PD Functional Genomics | 2020
Senescence in Parkinson’s Disease and Related Disorders
Study Rationale: While aging is the greatest risk factor for the development of Parkinson’s disease (PD), how aging promotes PD is not fully understood. Examining the role of cellular senescence (deterioration of function), a major driver of aging, in PD represents a completely novel approach to understanding disease pathophysiology and may lead to new therapeutic approaches.
Hypothesis: Senescence and PD-linked gene mutations have reciprocal pathological interactions where (i) senescence causes PD-relevant neuropathology; (ii) PD-linked mutant genes (alpha-synuclein, LRRK2, Vps35) cause premature senescence; and (iii) senescence participates in neuropathology caused by PD-linked genes.
Study Design: First, Team Lee will use novel mouse models of premature senescence to test whether premature senescence in specific cell types causes PD-like neuropathology.
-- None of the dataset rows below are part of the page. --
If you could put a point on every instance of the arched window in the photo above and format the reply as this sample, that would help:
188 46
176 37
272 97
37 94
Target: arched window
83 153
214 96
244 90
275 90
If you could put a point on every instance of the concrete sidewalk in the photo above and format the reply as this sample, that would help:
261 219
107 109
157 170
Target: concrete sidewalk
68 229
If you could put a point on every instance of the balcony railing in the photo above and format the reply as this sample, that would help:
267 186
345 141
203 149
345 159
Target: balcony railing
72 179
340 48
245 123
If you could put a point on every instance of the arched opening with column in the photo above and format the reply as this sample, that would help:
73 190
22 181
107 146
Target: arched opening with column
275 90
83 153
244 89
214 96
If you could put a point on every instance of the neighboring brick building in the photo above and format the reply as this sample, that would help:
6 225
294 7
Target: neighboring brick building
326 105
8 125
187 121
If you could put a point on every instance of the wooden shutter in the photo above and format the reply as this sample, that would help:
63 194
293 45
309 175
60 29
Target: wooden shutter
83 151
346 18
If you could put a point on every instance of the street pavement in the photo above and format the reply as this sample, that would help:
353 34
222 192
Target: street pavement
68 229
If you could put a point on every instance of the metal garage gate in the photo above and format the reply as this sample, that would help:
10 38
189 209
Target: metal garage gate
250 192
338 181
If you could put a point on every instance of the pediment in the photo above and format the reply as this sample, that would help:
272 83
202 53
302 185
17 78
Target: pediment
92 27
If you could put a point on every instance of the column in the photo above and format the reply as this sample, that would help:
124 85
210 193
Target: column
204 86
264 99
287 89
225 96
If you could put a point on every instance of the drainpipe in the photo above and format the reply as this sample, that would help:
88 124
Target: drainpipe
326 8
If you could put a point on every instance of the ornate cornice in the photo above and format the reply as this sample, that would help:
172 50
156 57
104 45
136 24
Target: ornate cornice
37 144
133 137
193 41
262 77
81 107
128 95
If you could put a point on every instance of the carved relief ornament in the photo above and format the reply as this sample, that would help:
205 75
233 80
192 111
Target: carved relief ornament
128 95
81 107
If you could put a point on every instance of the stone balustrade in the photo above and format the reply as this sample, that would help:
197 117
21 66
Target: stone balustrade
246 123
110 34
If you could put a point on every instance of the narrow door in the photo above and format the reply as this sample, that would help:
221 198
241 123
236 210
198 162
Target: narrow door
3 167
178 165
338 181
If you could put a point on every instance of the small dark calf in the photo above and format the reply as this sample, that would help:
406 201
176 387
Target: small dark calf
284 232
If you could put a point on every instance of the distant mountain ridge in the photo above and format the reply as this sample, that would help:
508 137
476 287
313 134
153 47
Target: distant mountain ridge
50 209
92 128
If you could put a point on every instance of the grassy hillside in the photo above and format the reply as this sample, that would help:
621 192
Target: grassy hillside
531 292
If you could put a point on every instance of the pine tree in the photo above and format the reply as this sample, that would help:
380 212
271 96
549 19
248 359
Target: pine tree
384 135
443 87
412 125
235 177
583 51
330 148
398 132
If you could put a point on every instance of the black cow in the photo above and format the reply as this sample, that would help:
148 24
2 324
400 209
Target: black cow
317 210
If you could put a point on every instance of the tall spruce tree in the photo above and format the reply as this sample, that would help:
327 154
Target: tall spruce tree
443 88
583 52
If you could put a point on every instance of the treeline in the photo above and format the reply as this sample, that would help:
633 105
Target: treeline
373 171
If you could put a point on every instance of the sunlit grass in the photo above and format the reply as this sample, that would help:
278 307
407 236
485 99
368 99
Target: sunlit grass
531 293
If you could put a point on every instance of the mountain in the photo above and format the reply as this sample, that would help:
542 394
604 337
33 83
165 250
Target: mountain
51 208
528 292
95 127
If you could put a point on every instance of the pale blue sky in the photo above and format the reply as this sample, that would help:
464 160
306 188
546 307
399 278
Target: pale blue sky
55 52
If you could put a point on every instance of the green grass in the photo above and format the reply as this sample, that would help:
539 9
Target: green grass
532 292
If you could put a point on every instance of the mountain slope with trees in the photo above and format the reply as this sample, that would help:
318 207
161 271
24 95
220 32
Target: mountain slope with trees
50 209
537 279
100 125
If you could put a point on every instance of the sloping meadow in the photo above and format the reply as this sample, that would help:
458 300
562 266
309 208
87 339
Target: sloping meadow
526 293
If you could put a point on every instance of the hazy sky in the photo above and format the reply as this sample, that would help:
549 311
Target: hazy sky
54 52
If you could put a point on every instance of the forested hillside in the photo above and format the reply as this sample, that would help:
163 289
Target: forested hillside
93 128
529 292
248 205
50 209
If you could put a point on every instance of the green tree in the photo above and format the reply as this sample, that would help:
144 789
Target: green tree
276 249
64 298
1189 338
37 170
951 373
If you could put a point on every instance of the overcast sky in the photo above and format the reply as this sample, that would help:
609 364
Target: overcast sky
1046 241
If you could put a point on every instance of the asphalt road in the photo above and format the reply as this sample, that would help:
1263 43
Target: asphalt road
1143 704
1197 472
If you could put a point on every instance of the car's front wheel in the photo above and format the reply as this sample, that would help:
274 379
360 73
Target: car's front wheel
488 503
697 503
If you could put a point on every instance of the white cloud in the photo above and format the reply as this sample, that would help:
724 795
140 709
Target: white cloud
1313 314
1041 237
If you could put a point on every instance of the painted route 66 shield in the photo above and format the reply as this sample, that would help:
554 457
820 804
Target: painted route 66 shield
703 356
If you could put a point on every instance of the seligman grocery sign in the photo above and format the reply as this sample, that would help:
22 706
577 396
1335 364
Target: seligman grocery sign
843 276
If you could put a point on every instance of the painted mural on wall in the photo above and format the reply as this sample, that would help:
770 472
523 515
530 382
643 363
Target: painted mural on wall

Second, they will combine mouse models of senescence and familial PD to test whether senescence participates in neuropathology caused by mutant PD-linked genes. Specifically, Team Lee will determine if pathology in a PD mouse model causes premature senescence and whether removing senescent cells from brain can prevent PD pathology. Finally, Team Lee will perform gene expression analysis of PD brains and mouse brains, at a single-cell level, to gain high-resolution insights about cellular processes that link aging and PD pathology.
Impact on Diagnosis/Treatment of Parkinson’s Disease: Team Lee’s results will support the use of senolytics (drugs that selectively kill senescent cells and are currently in Phase II clinical trials) as novel disease-modifying therapies for PD. In addition, Team Lee’s studies may identify new biomarkers of senescence in PD.
This project will determine if cellular senescence is a pathogenic component of Parkinson’s disease and test if drugs targeting senescent cells can be used as a disease-modifying therapy for PD. View Team Outcomes.
Here is an overview of how this team’s article findings have contributed to the PD field as of November 2023. There are two different categorizations of these contributions – one by impact to the PD community and a second by scientific theme.
Below is an example of a research output from the team that contributes to the ASAP mission of accelerating discoveries for PD.
Prior studies regarding the impact of tau on alpha-synuclein pathology and neuronal dysfunction have produced conflicting results. Team Lee sought to address the discrepancies by analyzing the impact of the loss of tau protein on disease progression. In this work, the authors’ findings indicate that a loss of tau protein reduces disease progression and neurodegeneration in a synucleinopathy-based mouse model, suggesting that tau may be involved in facilitating mechanisms that lead to neurodegenerative processes.